In April, the Newton, Massachusetts-based senior living provider inked a lease restructuring and ownership agreement with Senior Housing Properties Trust (Nasdaq: SNH). The move, which included a rent reduction and a new credit facility, was aimed at helping the senior living operator regain its footing after a prolonged period of operational troubles that weighed down the company’s bottom line, imperiled its listing on the Nasdaq stock exchange and even led to doubt over its ability to continue on as a going concern.
But Five Star is now better positioned for the future with the restructuring in the rear view mirror, according to CEO Katie Potter.
“While the restructuring of our business arrangement with SNH is the long-term solution to our financial challenges, it is only the first step in our transformation,” Potter said during Wednesday’s earnings call. “I’m confident that we’ll continue to make progress and with one major hurdle behind us.”
As of March 31, Five Star operated 284 senior living communities with in 32 states, composed of 208 owned or leased and 76 managed communities.
For the first quarter of 2019, Five Star logged a total occupancy of 82.9%, which is up 120 basis points from the 81.7% occupancy it saw during the same period in 2018.
Senior living revenue for the first quarter of 2019 was $276.9 million, up 0.9% from the $274.5 million Five Star reported during the same period in 2018. The increase was primarily due to gains in occupancy and average monthly rates and an increase in revenues from ancillary services, such as the provider’s growing rehab and wellness division, Ageility, which earned $10.4 million in revenues during Q1.
The provider also made gains in turnover, with companywide rates falling to 35% in the first quarter of 2019. That’s a significant drop from the company’s 57% turnover rate in January and 63% in March, 2018, Potter noted.

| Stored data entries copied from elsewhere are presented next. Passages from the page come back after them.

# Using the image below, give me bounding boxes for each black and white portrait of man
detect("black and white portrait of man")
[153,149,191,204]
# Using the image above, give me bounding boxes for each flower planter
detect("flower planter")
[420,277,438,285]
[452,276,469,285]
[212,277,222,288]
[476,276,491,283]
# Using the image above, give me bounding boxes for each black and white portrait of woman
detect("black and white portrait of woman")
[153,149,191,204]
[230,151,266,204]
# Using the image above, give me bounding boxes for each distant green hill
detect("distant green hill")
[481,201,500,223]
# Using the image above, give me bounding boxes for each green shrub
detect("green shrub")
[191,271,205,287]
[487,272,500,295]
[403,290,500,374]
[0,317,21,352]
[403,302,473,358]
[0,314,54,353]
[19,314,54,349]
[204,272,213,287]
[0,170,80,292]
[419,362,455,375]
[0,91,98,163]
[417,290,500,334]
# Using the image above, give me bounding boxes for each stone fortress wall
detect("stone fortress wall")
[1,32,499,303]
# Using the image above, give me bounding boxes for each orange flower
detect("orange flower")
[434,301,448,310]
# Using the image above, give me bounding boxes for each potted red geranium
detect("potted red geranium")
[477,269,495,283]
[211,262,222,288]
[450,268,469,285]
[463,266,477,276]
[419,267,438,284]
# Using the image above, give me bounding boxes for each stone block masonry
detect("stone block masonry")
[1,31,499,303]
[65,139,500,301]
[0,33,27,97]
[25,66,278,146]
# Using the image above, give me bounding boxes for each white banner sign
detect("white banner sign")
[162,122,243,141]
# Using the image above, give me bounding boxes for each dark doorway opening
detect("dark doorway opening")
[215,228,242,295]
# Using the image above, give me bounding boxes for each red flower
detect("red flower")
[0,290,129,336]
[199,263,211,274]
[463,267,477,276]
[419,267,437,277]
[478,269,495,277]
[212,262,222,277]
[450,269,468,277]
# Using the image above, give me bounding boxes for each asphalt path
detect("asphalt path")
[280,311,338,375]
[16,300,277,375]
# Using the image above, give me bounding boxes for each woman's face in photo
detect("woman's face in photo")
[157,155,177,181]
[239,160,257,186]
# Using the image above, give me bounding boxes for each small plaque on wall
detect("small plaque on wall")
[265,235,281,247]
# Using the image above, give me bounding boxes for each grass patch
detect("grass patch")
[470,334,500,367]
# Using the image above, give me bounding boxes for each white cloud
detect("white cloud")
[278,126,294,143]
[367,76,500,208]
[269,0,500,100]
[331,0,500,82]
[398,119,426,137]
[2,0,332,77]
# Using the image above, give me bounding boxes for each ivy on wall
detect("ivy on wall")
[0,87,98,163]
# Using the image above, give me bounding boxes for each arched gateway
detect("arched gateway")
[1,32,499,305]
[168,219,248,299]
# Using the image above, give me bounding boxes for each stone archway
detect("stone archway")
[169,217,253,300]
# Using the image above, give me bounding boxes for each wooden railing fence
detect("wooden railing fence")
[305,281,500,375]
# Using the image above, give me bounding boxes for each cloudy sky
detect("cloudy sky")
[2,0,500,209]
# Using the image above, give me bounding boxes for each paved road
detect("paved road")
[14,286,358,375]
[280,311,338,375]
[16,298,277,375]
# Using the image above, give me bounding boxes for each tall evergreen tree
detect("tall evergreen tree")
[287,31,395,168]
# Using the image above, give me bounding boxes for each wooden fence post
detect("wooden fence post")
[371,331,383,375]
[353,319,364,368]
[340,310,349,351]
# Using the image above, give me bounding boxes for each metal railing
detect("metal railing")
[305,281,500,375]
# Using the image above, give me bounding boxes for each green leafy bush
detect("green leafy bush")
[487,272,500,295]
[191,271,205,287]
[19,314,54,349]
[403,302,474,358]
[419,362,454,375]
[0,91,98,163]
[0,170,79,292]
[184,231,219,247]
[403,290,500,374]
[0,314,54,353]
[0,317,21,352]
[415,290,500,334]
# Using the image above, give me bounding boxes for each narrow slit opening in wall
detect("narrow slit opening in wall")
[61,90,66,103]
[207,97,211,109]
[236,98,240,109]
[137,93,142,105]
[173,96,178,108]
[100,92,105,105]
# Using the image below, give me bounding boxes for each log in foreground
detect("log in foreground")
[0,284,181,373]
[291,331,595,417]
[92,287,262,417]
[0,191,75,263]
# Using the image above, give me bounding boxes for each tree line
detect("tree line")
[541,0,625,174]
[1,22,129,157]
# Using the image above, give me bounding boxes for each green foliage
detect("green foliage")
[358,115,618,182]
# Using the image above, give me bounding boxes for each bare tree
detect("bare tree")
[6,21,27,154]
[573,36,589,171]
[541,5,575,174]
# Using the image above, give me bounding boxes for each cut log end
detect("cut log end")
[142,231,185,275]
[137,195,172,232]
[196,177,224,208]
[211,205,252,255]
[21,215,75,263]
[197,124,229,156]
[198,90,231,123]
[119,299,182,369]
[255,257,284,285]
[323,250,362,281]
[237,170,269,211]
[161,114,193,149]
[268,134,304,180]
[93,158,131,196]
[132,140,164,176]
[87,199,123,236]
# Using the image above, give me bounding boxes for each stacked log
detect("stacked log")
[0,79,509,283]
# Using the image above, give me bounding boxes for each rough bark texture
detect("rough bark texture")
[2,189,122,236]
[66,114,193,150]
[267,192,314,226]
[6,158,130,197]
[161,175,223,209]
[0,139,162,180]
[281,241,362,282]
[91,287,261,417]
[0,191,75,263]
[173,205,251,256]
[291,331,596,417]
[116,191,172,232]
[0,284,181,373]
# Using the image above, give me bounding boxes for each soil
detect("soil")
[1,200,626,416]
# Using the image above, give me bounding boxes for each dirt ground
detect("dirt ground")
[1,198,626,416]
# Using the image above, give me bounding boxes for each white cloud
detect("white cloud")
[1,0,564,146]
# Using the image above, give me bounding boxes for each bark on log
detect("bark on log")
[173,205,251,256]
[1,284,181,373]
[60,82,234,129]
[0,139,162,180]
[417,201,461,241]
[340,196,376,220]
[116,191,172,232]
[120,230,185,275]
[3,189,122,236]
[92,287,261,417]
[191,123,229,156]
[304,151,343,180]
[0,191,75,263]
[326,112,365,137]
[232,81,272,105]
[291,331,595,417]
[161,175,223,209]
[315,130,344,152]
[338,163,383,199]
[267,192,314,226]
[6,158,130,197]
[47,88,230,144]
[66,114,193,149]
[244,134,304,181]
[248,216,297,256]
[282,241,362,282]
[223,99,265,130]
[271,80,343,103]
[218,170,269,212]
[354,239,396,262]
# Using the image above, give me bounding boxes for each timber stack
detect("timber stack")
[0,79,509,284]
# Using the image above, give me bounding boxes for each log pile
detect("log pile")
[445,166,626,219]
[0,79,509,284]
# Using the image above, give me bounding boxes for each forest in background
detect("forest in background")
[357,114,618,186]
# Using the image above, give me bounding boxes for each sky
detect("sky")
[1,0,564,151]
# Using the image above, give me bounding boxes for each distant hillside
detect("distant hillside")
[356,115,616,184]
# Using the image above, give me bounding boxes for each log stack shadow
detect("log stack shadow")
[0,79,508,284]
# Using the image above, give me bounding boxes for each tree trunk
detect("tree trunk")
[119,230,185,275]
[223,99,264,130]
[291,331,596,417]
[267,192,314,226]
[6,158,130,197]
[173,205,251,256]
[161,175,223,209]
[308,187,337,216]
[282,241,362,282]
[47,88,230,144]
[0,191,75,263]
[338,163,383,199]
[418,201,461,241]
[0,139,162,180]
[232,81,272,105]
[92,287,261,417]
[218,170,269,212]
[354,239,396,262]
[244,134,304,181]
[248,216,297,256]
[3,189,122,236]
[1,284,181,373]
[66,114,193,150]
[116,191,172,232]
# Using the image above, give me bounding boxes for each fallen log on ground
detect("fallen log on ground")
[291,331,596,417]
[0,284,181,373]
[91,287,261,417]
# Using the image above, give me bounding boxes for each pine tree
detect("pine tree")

In the first quarter of 2019, Five Star hired 18 new executive directors.
At the same time, the company’s wages and benefits grew 5.5%, year-over-year, in the first quarter of 2019.
“We invested in our team members through increases in base pay and are already benefiting from this investment through talents of new hires and a noticeable reduction in companywide team member turnover,” Potter said.
Five Star this week also appointed of Jeffrey Leer as CFO, executive vice president and treasurer. He succeeds former CFO Rick Doyle, who will remain a Five Star non-officer employee through Dec. 31, to aid in the transition. Leer joins the company roughly five months after Five Star named Katie Potter as its new CEO.
The provider made some progress on other initiatives this quarter.
Five Star won J.D. Power senior living certifications for eight more of its communities during the first quarter of this year. The provider picked up its first three certifications earlier this year in February.
“While our goal is to continue to add to the number of Five Star communities that received its value certification, our primary focus is to drive operational excellence consistent with the over 170 J.D. Power operational best practices,” Potter said.
The operator also announced it is now collaborating with the MIT AgeLab C3 Connected Home Logistics Consortium.
“Participation in this collaboration will further our understanding of the needs of older adults and how our services can evolve to support those needs, wherever they may call home,” Potter said. “Additionally, this collaboration furthers the commitment to our team members to foster our culture of innovation.”
Five Star’s share price gained 4.1% to land at 62 cents by the time the markets closed Wednesday.